Department of General Surgery, University of Pennsylvania, Philadelphia, PA.
University of Pennsylvania School of Medicine, Philadelphia, PA.
J Am Coll Surg. 2018 Apr;226(4):465-472.e1. doi: 10.1016/j.jamcollsurg.2017.12.050. Epub 2018 Feb 2.
Although laparoscopic Heller myotomy (LHM) has been the standard of care for achalasia, per oral endoscopic myotomy (POEM) has gained popularity as a viable alternative. This retrospective study aimed to compare patient-reported outcomes between LHM and POEM in a consecutive series of achalasia patients with more than 1 year of follow-up.
We reviewed demographic and procedure-related data for patients who underwent either LHM or POEM for achalasia between January 2011 and May 2016. Phone interviews were conducted assessing post-procedure achalasia symptoms via the Eckardt score and achalasia severity questionnaire (ASQ). Demographics, disease factors, and survey results were compared between LHM and POEM patients using univariate analysis. Significant predictors of procedure failure were analyzed using univariate and multivariate analysis.
There were no serious complications in 110 consecutive patients who underwent LHM or POEM during the study period, and 96 (87%) patients completed phone surveys. There was a nonsignificant trend toward better patient-reported outcomes with POEM. There were significant differences in patient characteristics including sex, achalasia type, mean residual lower esophageal pressure (rLESP), and follow-up time. The only univariate predictors of an unsatisfactory Eckardt score or ASQ were longer follow-up and lower rLESP, with follow-up length being the only predictor on multivariate analysis.

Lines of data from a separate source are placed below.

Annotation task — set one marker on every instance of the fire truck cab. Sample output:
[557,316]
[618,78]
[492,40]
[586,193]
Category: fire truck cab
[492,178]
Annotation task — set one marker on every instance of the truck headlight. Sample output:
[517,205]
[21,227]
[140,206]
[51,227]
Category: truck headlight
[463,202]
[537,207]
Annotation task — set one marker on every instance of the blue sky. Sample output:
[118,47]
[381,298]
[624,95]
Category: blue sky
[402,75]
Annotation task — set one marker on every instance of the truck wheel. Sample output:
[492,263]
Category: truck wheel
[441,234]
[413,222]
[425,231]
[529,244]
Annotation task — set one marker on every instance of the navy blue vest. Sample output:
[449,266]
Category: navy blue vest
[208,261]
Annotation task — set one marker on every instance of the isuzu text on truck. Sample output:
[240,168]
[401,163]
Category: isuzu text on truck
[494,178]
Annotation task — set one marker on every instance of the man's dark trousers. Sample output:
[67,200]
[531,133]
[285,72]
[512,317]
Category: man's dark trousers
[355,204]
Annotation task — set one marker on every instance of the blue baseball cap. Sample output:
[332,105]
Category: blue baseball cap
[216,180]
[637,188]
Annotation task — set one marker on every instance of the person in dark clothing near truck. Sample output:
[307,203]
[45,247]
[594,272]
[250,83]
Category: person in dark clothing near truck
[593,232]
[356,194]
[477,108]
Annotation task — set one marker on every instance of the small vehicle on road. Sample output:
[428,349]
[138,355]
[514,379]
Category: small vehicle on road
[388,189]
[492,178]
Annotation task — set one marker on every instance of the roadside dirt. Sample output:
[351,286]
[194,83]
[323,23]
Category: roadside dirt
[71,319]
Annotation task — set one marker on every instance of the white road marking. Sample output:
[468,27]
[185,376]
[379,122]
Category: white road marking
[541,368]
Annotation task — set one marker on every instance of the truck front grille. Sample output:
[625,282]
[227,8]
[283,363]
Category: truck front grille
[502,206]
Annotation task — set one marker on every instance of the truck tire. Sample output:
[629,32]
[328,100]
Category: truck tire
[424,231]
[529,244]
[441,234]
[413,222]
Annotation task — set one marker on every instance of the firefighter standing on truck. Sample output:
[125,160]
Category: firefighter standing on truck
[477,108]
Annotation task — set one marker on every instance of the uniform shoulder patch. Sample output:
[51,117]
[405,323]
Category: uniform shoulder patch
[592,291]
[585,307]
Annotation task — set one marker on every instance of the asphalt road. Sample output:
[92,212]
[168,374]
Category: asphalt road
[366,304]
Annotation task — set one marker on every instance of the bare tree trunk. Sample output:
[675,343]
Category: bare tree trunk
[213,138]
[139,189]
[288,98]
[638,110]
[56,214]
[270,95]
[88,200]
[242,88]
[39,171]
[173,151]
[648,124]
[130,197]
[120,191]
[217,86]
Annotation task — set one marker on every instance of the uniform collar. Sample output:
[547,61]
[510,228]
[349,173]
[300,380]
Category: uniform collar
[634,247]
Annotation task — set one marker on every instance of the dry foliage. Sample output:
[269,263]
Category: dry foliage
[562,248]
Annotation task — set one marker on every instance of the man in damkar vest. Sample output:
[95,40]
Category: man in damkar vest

There were significant demographic and clinical differences in patient selection for POEM vs LHM in our group. Although the 2 procedures have similar patient-reported effectiveness, subjective outcomes seem to decline as a result of time rather than procedure type.

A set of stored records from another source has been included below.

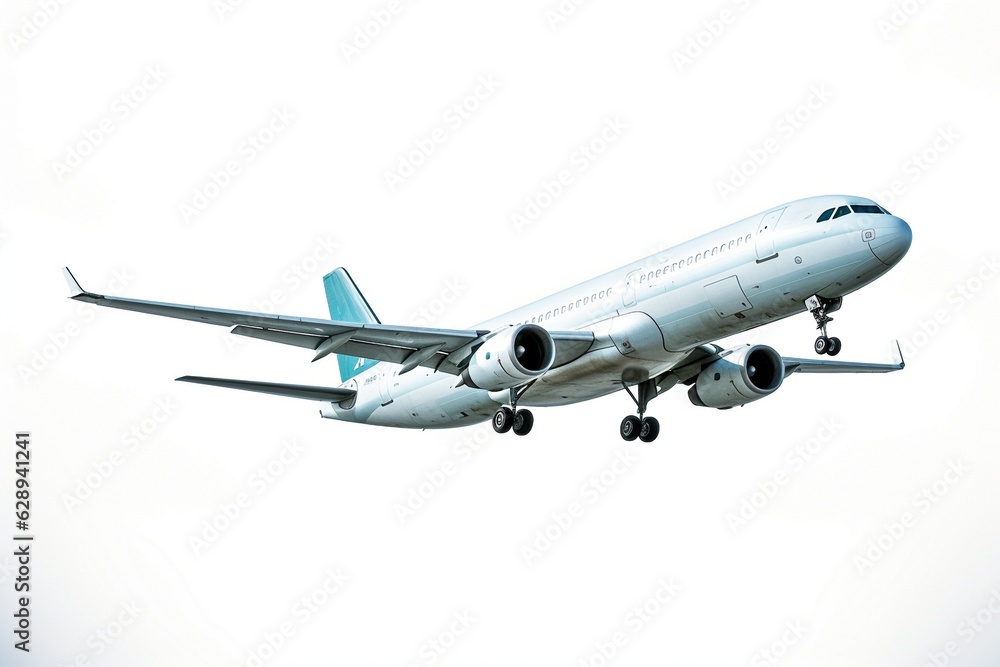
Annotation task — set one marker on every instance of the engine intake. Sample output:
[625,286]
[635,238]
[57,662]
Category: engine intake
[744,375]
[511,357]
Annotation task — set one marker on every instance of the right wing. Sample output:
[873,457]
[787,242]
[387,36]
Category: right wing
[445,350]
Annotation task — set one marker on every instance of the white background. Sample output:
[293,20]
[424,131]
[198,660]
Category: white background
[80,380]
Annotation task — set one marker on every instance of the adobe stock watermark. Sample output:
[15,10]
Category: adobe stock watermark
[711,30]
[454,117]
[223,8]
[33,24]
[899,15]
[561,12]
[302,611]
[634,622]
[561,522]
[785,129]
[922,501]
[218,180]
[957,299]
[258,482]
[767,657]
[419,494]
[317,260]
[580,160]
[436,646]
[917,165]
[56,342]
[121,108]
[365,34]
[970,628]
[105,637]
[795,459]
[132,439]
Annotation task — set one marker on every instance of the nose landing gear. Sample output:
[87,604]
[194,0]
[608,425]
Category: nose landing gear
[819,307]
[644,428]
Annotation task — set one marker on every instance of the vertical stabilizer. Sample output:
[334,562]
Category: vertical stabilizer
[347,304]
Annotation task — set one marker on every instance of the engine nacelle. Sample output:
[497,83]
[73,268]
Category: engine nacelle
[746,374]
[510,358]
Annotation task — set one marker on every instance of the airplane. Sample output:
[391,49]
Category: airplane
[649,325]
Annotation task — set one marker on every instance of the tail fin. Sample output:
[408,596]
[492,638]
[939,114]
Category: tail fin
[347,304]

虽然腹腔镜 Heller 肌切开术(LHM)一直是贲门失弛缓症的标准治疗方法,但经口内镜肌切开术(POEM)作为一种可行的替代方法已越来越受欢迎。本回顾性研究旨在对接受 LHM 或 POEM 治疗的贲门失弛缓症患者进行比较,这些患者的随访时间超过 1 年,并比较患者报告的结果。
我们回顾了 2011 年 1 月至 2016 年 5 月期间接受 LHM 或 POEM 治疗的贲门失弛缓症患者的人口统计学和手术相关数据。通过 Eckardt 评分和贲门失弛缓症严重程度问卷(ASQ)对术后贲门失弛缓症症状进行电话访谈。使用单变量分析比较 LHM 和 POEM 患者的人口统计学、疾病因素和调查结果。使用单变量和多变量分析分析手术失败的显著预测因素。
在研究期间,110 例连续接受 LHM 或 POEM 治疗的患者均无严重并发症,96 例(87%)患者完成了电话调查。POEM 的患者报告结果有更好的趋势。患者特征包括性别、贲门失弛缓症类型、平均残余食管下压力(rLESP)和随访时间存在显著差异。不满意的 Eckardt 评分或 ASQ 的唯一单变量预测因素是随访时间较长和 rLESP 较低,多变量分析中唯一的预测因素是随访时间。
在我们的研究中,POEM 与 LHM 患者的选择存在显著的人口统计学和临床差异。尽管这两种手术的患者报告效果相似,但主观结果似乎随着时间的推移而下降,而不是手术类型。